À l’occasion de la célébration du Fête du Travail, la presse sénégalaise a choisi de porter le débat sur le terrain des réformes structurelles. Face au président de la République, le Syndicat des professionnels de l’information et de la communication du Sénégal a présenté un ensemble de revendications articulées autour de la refonte du secteur des médias, dans un contexte marqué par des tensions économiques persistantes et des mutations profondes liées au numérique.
Prenant la parole, son secrétaire général, Moustapha Cissé, a posé le cadre en des termes sans équivoque, insistant sur la nécessité de replacer la liberté de la presse au cœur du fonctionnement démocratique. Le syndicat met en priorité la question des arriérés dus par l’État aux entreprises de presse, qu’il considère comme un facteur direct de fragilisation du secteur. Salaires irréguliers, investissements suspendus et précarisation des conditions de travail sont évoqués comme des conséquences immédiates de cette situation. Le SYNPICS appelle à un audit indépendant, à la transparence des résultats et à un mécanisme structuré de règlement de la dette publique envers les médias.
Dans le même temps, la transition numérique s’impose comme un enjeu central. Le syndicat plaide pour la mise en place d’un cadre national de soutien, combinant incitations fiscales, mécanismes de financement et programmes de formation, afin d’accompagner l’adaptation des entreprises de presse aux nouvelles exigences du digital. La question de la rémunération des contenus par les plateformes numériques est également soulevée, avec l’idée d’un encadrement plus strict à travers des dispositifs de contribution financière.
Le secteur public des médias fait lui aussi l’objet de critiques ciblées.
Le SYNPICS appelle à une réforme en profondeur des organes tels que la Radiodiffusion Télévision Sénégalaise, l’Agence de Presse Sénégalaise et le quotidien Le Soleil.
Il préconise notamment l’instauration de contrats de performance pluriannuels, adossés à des plans de modernisation et à une meilleure planification des recrutements.
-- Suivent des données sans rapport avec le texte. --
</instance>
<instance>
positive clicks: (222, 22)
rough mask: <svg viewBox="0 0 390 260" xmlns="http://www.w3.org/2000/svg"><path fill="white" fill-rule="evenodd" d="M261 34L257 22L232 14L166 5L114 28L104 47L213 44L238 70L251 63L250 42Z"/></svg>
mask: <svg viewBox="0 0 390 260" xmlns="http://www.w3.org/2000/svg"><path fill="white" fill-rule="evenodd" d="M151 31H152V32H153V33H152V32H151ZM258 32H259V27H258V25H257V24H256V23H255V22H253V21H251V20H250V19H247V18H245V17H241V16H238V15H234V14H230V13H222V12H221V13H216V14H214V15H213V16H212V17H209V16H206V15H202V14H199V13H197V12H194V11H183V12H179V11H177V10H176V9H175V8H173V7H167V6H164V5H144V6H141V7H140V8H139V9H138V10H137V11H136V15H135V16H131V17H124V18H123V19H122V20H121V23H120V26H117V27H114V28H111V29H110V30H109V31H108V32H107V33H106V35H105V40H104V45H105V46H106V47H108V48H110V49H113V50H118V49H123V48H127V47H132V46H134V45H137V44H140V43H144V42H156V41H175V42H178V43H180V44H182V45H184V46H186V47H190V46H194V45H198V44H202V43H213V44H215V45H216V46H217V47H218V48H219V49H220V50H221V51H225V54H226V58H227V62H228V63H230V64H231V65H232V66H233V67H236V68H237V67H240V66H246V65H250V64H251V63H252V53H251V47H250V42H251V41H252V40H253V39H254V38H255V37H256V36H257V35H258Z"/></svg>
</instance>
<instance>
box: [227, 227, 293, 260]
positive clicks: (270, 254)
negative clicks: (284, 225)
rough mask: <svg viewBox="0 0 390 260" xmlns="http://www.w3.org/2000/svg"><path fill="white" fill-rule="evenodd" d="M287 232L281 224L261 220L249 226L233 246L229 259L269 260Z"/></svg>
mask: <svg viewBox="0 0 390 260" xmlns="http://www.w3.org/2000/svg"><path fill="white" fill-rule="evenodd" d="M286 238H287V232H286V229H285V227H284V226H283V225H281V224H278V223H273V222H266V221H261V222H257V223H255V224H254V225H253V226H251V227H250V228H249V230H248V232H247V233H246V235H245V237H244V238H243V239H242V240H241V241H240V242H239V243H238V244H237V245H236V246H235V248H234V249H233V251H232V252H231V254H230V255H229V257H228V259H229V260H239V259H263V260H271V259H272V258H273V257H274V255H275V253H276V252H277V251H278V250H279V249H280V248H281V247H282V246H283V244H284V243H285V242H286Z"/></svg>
La révision de certains accords internes, jugés inadaptés, est également demandée pour apaiser le climat social et garantir la qualité éditoriale.
Sur le plan institutionnel, le syndicat insiste sur la nécessité de renforcer la représentativité des professionnels dans les instances de gouvernance du secteur. Il plaide pour une restructuration des mécanismes de régulation ainsi que pour une présence accrue des organisations professionnelles dans les espaces de décision.
Enfin, face aux lenteurs administratives, le SYNPICS propose la création d’un cadre interministériel de suivi, doté de délais contraignants, afin d’assurer une prise en charge effective des revendications. À travers cette démarche, le syndicat cherche à imposer la question des médias comme un enjeu central de gouvernance publique, dans un contexte où le secteur reste confronté à des défis économiques, technologiques et institutionnels majeurs.